Elena gave birth twice by Caesarian section. During her second delivery there were complications. “I was removed from the delivery room to an operating room. I was lying there in great pain and a doctor came to me with a paper for me to sign because otherwise I might die,” she remembers.
Elena was not able to reflect under the circumstances and the word “sterilization” meant nothing to her, but she believed the doctor knew what he was doing. She signed the paper.
The supervising physician came to see her after the delivery and she immediately asked him what had been done to her. “He told me straight out that I would never be able to have children again and then he left,” she says with tears in her eyes.
Elena was in shock: “I remember how long I kept going over it in my head, asking if it was seriously the truth.” As soon as she got home, a midwife visited her and explained everything. “I learned that it was 100 % certain.

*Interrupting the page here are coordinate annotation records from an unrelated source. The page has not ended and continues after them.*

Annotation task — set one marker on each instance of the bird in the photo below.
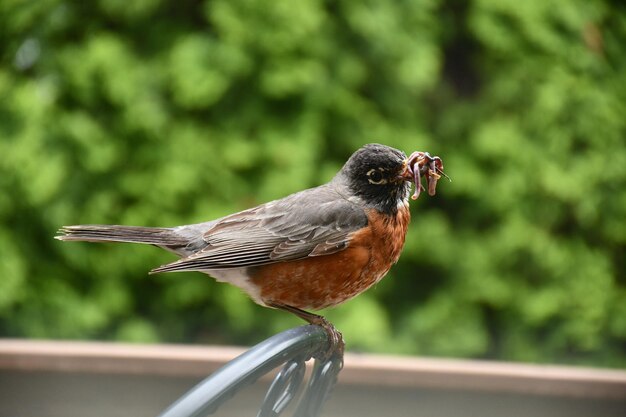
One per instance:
(310, 250)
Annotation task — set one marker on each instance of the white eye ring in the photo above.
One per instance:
(381, 180)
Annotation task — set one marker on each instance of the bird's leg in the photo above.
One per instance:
(337, 344)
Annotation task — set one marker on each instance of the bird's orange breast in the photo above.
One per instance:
(324, 281)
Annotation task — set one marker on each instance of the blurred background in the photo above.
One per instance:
(160, 113)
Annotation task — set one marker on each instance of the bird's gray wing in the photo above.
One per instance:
(313, 222)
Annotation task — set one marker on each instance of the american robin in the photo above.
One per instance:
(310, 250)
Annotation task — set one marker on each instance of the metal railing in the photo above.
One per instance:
(292, 349)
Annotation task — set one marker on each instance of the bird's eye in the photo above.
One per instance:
(375, 176)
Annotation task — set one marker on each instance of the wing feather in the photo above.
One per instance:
(314, 222)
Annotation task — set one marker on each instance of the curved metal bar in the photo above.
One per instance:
(293, 346)
(283, 389)
(322, 382)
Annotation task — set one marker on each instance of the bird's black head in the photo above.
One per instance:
(378, 174)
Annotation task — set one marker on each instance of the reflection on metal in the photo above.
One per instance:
(292, 348)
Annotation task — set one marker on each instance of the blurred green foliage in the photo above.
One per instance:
(155, 112)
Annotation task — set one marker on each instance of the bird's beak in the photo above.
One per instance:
(406, 173)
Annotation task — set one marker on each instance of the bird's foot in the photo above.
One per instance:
(336, 344)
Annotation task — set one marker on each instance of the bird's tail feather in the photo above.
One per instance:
(112, 233)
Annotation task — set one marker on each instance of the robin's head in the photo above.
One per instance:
(379, 175)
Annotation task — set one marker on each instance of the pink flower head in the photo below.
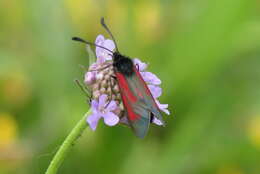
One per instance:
(102, 54)
(102, 109)
(112, 111)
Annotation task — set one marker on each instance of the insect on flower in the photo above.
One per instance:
(122, 91)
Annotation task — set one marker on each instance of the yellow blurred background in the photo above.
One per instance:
(207, 54)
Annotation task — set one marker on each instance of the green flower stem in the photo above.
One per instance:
(67, 145)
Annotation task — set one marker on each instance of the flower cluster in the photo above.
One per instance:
(106, 99)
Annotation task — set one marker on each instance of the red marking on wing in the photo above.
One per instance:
(127, 96)
(147, 90)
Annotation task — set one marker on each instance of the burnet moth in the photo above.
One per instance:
(139, 104)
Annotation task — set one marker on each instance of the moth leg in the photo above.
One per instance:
(101, 68)
(110, 93)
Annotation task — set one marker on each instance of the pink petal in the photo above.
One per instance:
(110, 119)
(93, 121)
(163, 107)
(111, 106)
(151, 78)
(124, 120)
(100, 39)
(142, 66)
(90, 78)
(102, 100)
(94, 106)
(157, 121)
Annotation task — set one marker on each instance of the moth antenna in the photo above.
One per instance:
(90, 43)
(109, 32)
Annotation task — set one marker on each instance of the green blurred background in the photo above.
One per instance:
(206, 52)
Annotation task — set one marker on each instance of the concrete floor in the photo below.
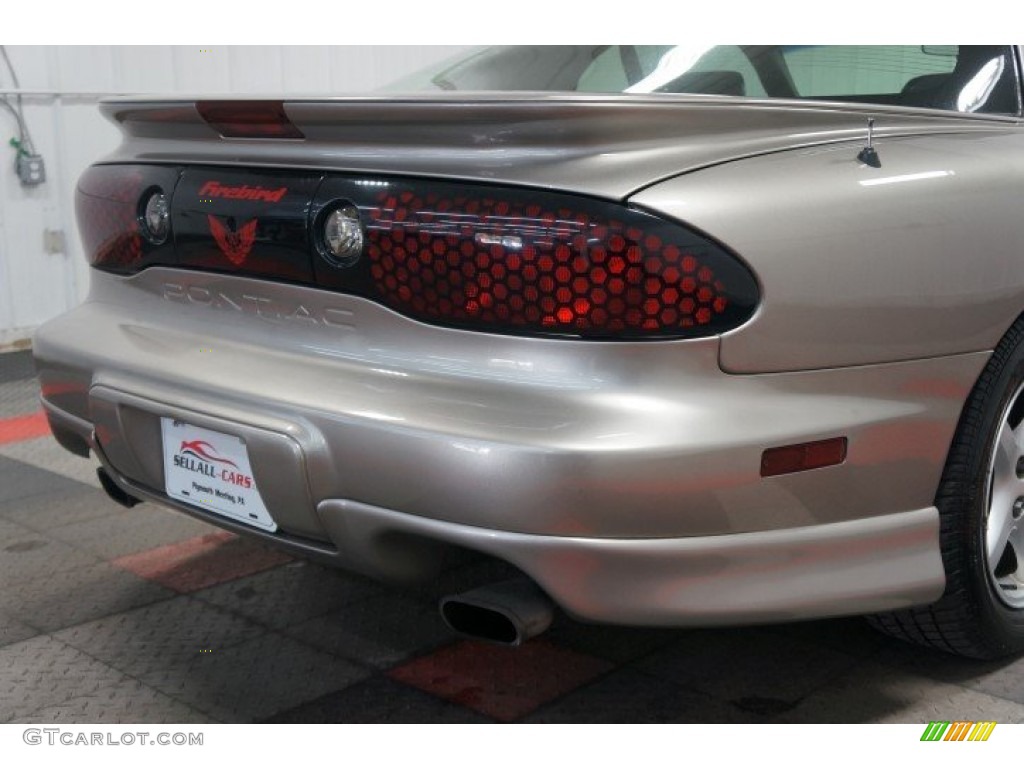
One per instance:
(146, 615)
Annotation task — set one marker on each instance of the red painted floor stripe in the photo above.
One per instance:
(203, 561)
(24, 427)
(505, 683)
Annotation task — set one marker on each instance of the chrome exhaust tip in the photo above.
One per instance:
(115, 492)
(506, 613)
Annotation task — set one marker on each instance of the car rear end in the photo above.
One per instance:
(306, 328)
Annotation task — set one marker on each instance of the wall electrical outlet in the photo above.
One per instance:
(53, 241)
(31, 169)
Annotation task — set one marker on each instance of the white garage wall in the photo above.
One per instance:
(61, 85)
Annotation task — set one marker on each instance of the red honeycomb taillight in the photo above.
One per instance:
(110, 206)
(470, 256)
(546, 263)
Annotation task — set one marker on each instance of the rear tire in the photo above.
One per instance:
(981, 511)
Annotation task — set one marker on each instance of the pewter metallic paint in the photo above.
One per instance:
(624, 477)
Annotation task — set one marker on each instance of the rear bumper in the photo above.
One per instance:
(861, 566)
(623, 477)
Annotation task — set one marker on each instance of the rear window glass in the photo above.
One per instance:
(962, 78)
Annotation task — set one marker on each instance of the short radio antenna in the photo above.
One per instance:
(867, 156)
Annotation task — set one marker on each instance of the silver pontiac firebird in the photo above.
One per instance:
(688, 336)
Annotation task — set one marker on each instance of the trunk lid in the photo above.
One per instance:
(606, 146)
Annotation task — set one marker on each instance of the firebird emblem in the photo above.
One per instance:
(236, 246)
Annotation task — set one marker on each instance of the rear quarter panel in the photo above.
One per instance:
(922, 257)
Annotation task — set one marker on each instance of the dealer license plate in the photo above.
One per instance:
(211, 470)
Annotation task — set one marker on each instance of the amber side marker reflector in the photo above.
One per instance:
(249, 119)
(804, 456)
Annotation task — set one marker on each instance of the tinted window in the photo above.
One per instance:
(964, 78)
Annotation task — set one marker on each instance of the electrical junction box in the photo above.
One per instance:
(31, 169)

I felt inferior.”
“I want everyone to know this”
Years later, while watching television, Elena learned about a local group of women who had all been sterilized without their informed choice or consent and went to take a look at what they were doing. “I wasn’t working back then, so I had a lot of time, and I wanted to start doing something,” she says. Elena started regularly attending the group, organizing meetings and demonstrations, and doing her best to publicize the whole problem.
“When the others in the group discovered how active I was and that I was doing my best to get this problem before the public, they told me they would be glad if I would be their press spokesperson,” Elena says. She was glad to agree to the offer, as many of the other women did not want to show their faces on camera.

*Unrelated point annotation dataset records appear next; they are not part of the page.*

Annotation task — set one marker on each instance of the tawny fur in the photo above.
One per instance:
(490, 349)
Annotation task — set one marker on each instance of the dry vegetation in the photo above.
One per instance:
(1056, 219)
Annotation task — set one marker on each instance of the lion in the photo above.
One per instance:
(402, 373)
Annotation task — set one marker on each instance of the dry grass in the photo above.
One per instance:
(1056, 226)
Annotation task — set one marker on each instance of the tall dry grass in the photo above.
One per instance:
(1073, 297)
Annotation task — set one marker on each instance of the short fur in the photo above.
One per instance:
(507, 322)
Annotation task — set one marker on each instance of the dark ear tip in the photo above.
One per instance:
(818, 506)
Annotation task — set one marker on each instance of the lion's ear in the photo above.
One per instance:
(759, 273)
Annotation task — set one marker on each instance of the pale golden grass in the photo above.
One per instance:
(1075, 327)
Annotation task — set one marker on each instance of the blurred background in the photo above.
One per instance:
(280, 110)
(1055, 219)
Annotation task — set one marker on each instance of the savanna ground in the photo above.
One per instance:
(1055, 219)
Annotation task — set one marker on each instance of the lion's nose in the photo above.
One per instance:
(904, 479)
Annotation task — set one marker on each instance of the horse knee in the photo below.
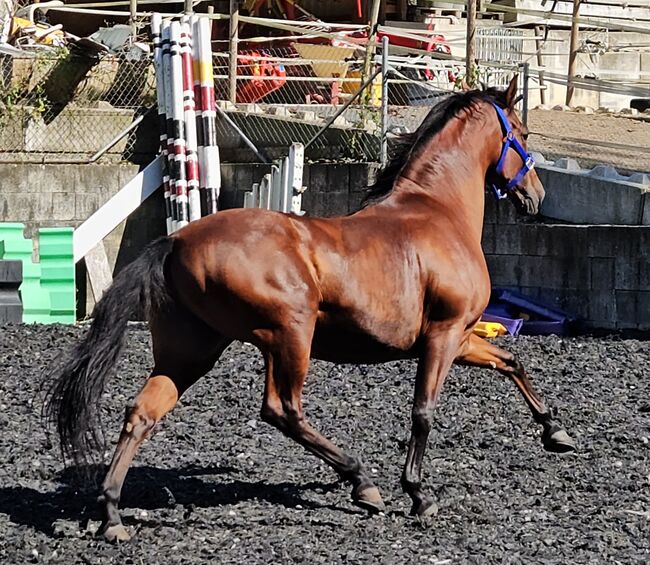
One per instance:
(272, 415)
(138, 424)
(421, 420)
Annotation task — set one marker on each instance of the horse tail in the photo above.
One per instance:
(72, 400)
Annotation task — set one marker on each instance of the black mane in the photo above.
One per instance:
(405, 145)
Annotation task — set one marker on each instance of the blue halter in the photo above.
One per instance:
(510, 142)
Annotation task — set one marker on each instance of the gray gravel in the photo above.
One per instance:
(216, 485)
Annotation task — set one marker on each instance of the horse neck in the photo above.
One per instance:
(448, 172)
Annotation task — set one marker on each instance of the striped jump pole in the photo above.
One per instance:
(156, 31)
(209, 164)
(189, 117)
(180, 154)
(165, 35)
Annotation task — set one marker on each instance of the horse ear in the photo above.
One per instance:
(511, 92)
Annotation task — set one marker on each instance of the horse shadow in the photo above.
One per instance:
(148, 488)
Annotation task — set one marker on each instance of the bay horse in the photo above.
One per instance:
(405, 277)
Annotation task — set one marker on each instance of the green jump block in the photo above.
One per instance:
(35, 298)
(58, 272)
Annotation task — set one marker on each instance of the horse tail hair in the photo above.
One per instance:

Elena has never been bothered by the toll of publicity. “I want everyone to know about this,” she says.
Not just Romani women
Elena Gorolová and other women filed complaints with the Czech ombudsman. “There were a total of 80 complaints and about 50 of them were recognized as justified,” she clarifies. None of the women had been provided enough time between the moment they had been "informed" about the option of sterilization and the moment they signed their consent to the operation, which meant their “consent” was not sufficiently informed and therefore invalid.

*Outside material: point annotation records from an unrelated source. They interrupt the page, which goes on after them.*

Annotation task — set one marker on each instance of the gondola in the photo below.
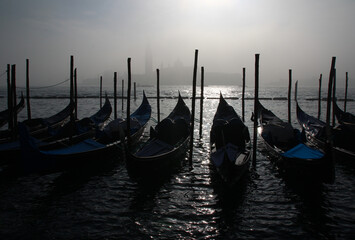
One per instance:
(166, 145)
(106, 142)
(285, 146)
(229, 144)
(38, 127)
(81, 129)
(4, 115)
(341, 136)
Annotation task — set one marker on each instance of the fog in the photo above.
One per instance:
(101, 35)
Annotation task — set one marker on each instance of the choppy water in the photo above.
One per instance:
(104, 202)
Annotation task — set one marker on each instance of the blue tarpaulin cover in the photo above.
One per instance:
(304, 152)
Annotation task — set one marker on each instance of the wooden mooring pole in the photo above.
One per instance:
(201, 99)
(14, 102)
(193, 108)
(346, 90)
(115, 94)
(76, 93)
(72, 117)
(256, 97)
(329, 98)
(28, 89)
(128, 118)
(320, 96)
(334, 97)
(243, 97)
(289, 94)
(100, 91)
(9, 98)
(122, 97)
(158, 95)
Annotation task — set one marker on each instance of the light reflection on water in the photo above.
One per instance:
(106, 202)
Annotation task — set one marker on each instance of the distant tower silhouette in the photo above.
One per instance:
(148, 61)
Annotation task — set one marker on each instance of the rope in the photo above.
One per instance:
(47, 86)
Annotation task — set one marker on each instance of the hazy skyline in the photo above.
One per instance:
(101, 35)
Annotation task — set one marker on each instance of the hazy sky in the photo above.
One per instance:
(302, 35)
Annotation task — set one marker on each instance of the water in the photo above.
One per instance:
(105, 202)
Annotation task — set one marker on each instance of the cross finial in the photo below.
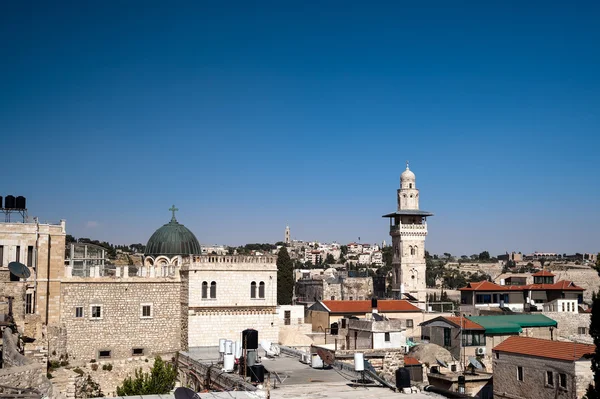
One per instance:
(173, 209)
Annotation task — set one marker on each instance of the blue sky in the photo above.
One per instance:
(251, 115)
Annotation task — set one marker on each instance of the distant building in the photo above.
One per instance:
(550, 369)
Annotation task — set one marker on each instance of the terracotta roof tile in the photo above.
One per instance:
(466, 323)
(545, 348)
(365, 306)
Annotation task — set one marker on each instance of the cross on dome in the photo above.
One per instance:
(173, 209)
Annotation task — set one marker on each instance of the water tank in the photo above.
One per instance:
(228, 362)
(402, 378)
(316, 362)
(9, 202)
(257, 373)
(250, 339)
(359, 362)
(21, 202)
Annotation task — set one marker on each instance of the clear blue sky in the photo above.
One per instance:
(250, 115)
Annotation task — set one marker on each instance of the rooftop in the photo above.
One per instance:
(559, 350)
(512, 324)
(365, 306)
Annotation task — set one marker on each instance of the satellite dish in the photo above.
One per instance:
(19, 269)
(328, 357)
(185, 393)
(475, 363)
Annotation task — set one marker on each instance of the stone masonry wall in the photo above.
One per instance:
(506, 384)
(121, 326)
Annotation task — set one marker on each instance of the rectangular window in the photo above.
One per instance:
(96, 311)
(137, 352)
(146, 311)
(29, 303)
(30, 256)
(550, 378)
(562, 379)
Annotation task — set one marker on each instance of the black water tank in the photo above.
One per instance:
(9, 202)
(21, 202)
(257, 373)
(250, 339)
(402, 378)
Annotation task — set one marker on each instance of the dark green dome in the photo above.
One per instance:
(172, 239)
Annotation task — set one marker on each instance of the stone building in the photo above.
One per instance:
(550, 369)
(408, 228)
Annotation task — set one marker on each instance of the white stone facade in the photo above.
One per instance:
(233, 305)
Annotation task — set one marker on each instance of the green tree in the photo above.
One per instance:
(160, 380)
(593, 391)
(285, 278)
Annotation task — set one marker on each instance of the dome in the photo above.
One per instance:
(407, 174)
(172, 239)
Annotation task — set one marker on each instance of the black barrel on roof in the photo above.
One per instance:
(9, 202)
(21, 202)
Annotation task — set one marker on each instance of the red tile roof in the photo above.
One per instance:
(545, 348)
(365, 306)
(466, 323)
(411, 361)
(543, 273)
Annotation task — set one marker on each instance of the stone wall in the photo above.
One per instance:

All of the complaints filed with the ombudsman were from Romani women, but shortly thereafter, non-Romani women started contacting Elena as well. “They told me they wanted to support us, but when they found out the other women in the group were Romani, they refused to come to our meetings,” Elena says. None of them have reportedly ever filed complaints.
The Government has apologized to us
The women turned to the Czech Government with their complaints as well. “We kept submitting things and they kept being swept under the carpet. The change came about with [Czech Human Rights and Minorities Minister] Kocáb, and we were told that they would be apologizing to us,” Elena said.
So far only two women who filed charges and whose cases were eventually deemed admissible by the European Court of Human Rights in Strasbourg have received compensation from the government. “I would also have liked to have filed charges, but there wasn’t enough financing for it,” Elena says.
“They say I’m just doing this for money”
The group has started to become famous abroad. Elena has been visited by journalists and people from other nonprofit organizations, not just at the group’s meeting space, but even in her home. Through a colleague she even attended a UN conference in New York addressing racial discrimination against women.
Her fight has not been easy. “I have often encountered the opinion that I am doing this only for money. That has even been said inside our community. People around me started to envy me my work, the fact that I was traveling lots of places or that I was on television a lot,” Elena says.
Elena is glad that she has persisted and that despite these negative responses, there are have also been some results. “Involuntary sterilizations aren’t happening here anymore, which I am very pleased about, but there is still a need to improve the legislation on this issue. I can only hope to get lucky and at least have a granddaughter someday.”